What is a Canonical data model?
Provides a high-level view of entities and their relationships across an organisation.
Define Data Architecture
The set of rules, policies, standards or models set by the organisation that govern the use of its data.
It’s a business process, rather than technical primarily.
Define Data Policies, Standards and Rules
Data policies - a broad framework for how decisions should be made regarding data.
Data standards - provide detailed rules on how to implement data policies.
Data rules - provide specific instructions on how to implement data standards.
Define Data Migration
The transfer of data from storage/computing environment to another.
Define Data Integration
Combining data from different sources to provide a unified view.

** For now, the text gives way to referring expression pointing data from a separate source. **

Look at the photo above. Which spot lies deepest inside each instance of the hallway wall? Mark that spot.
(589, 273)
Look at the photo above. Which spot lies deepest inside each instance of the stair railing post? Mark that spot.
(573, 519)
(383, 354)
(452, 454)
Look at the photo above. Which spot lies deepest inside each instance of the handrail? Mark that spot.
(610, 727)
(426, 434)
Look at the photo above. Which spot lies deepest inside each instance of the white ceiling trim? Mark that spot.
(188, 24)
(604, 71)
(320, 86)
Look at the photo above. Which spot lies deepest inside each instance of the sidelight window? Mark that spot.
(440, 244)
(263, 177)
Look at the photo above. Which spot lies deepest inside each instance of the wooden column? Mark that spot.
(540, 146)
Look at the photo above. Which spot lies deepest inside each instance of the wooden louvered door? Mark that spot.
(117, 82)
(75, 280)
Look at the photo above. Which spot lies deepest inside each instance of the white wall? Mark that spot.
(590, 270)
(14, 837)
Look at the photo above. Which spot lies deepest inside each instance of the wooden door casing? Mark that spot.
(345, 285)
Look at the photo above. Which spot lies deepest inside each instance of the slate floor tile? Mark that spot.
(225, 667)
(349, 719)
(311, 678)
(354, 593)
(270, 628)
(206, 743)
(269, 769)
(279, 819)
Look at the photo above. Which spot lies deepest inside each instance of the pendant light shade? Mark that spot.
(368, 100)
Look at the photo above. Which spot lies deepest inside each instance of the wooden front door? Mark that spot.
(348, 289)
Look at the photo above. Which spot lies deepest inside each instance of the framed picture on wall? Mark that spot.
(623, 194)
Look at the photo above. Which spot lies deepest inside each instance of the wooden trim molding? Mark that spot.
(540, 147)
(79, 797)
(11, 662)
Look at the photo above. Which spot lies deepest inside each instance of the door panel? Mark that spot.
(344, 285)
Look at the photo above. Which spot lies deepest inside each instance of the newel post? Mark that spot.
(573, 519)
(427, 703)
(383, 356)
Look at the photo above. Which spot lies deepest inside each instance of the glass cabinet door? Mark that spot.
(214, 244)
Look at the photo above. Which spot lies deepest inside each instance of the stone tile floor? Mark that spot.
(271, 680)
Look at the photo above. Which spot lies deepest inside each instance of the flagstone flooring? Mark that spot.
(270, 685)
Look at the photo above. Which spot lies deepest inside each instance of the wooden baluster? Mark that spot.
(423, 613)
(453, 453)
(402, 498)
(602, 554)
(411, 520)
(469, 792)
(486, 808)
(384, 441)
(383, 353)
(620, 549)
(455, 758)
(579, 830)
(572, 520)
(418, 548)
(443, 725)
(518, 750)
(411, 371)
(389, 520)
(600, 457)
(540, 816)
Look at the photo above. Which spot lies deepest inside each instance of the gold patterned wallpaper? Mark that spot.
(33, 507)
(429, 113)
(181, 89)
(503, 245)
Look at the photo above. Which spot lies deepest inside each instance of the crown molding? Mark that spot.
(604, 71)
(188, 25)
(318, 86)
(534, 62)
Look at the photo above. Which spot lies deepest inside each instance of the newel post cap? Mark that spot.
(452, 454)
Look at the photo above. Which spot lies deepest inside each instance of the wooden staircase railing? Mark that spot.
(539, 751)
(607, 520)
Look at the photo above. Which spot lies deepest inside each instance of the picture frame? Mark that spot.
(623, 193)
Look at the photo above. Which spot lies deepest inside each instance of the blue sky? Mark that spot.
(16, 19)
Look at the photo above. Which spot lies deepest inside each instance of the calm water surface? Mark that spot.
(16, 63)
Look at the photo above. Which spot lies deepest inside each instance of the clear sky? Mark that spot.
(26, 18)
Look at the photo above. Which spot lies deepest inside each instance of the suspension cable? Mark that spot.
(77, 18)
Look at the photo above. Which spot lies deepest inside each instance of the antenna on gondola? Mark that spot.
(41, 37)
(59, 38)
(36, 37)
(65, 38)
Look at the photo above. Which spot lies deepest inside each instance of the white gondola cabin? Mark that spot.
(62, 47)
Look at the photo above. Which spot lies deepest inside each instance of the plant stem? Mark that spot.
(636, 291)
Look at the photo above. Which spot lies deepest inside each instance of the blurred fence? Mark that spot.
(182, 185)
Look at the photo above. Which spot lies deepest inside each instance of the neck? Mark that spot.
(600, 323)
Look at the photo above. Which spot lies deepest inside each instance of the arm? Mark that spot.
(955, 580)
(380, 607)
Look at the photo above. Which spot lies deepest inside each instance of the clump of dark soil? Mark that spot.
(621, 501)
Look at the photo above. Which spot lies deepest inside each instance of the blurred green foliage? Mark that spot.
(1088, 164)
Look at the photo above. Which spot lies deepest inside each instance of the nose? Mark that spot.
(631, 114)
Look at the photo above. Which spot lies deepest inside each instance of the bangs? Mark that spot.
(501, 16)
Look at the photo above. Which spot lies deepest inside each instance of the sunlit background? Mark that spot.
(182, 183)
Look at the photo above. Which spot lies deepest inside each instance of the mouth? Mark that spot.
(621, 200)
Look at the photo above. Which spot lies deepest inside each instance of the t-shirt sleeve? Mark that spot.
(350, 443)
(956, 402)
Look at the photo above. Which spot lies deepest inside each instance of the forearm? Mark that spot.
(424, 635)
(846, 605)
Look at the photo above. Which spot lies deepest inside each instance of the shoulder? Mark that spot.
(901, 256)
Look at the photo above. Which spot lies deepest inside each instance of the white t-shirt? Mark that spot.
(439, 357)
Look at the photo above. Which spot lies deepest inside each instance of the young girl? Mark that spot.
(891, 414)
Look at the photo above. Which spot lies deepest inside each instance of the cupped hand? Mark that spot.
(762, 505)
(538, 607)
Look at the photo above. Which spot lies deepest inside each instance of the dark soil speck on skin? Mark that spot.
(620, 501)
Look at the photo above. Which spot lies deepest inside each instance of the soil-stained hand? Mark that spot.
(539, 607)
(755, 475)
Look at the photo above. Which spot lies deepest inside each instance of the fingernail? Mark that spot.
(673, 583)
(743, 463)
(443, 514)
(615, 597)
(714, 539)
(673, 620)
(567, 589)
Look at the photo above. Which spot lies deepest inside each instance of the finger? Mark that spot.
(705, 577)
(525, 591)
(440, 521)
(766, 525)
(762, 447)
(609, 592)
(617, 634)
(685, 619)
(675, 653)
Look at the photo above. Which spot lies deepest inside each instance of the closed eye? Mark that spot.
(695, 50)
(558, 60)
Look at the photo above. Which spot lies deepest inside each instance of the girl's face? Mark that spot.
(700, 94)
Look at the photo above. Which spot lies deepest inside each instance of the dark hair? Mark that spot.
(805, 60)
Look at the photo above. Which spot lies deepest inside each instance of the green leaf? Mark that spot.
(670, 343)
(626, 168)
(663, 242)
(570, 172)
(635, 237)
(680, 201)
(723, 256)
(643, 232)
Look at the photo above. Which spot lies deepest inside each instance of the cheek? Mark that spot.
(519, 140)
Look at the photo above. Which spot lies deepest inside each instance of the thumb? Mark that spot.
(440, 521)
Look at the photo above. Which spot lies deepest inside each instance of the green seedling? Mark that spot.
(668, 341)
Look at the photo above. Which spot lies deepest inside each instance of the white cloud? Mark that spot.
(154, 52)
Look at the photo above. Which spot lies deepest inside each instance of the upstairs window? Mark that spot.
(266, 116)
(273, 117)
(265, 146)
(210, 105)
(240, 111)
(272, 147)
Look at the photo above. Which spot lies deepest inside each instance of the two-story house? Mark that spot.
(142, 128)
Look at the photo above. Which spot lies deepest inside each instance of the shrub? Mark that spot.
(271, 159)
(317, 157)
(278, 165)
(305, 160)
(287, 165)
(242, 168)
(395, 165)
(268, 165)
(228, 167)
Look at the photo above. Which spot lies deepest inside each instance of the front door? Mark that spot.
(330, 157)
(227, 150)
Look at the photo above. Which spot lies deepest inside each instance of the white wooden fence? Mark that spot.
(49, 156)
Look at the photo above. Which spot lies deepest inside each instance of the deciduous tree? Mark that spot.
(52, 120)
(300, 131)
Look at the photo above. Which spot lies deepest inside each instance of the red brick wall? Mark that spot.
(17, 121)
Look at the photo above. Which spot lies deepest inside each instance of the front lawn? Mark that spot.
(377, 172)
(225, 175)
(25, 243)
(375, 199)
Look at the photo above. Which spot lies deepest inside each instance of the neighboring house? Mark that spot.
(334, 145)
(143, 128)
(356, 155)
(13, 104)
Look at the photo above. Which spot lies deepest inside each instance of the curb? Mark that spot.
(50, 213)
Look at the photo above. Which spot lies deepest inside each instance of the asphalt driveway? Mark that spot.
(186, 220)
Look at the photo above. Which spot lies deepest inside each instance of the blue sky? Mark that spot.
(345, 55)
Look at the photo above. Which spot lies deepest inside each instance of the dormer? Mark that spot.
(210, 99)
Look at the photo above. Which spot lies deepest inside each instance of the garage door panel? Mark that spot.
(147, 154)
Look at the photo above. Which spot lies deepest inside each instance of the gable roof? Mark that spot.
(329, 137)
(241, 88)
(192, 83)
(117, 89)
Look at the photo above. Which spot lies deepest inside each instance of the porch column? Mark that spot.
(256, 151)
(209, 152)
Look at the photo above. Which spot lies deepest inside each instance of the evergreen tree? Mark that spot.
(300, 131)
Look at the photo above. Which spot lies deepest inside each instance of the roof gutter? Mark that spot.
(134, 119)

What are the four features of Database Architecture?
Database design, data warehousing, migration and integration.
Define Domain Context
Understanding of the business environment the data is in.
Define Decision Analytics?
Using visual data techniques to support choices or decisions made by people.
Define Descriptive Analytics
Focusses entirely on the understanding of historical data. Can inform decision-making.
Define Predictive Analytics
Using historical data to understand or predict the future and inform decisions.
Define Prescriptive Analytics
The integration of predictive analytics into business systems. Seeks to identify what will happen, when and why.
What is a Functional Requirement?
It describes a feature which the solution should have.
What are the steps of the ETL process?
Define the source Define the target Create the mapping Create the session Create the work flow
What is data validation?
The process of ensuring a program operates on clean, correct and useful data.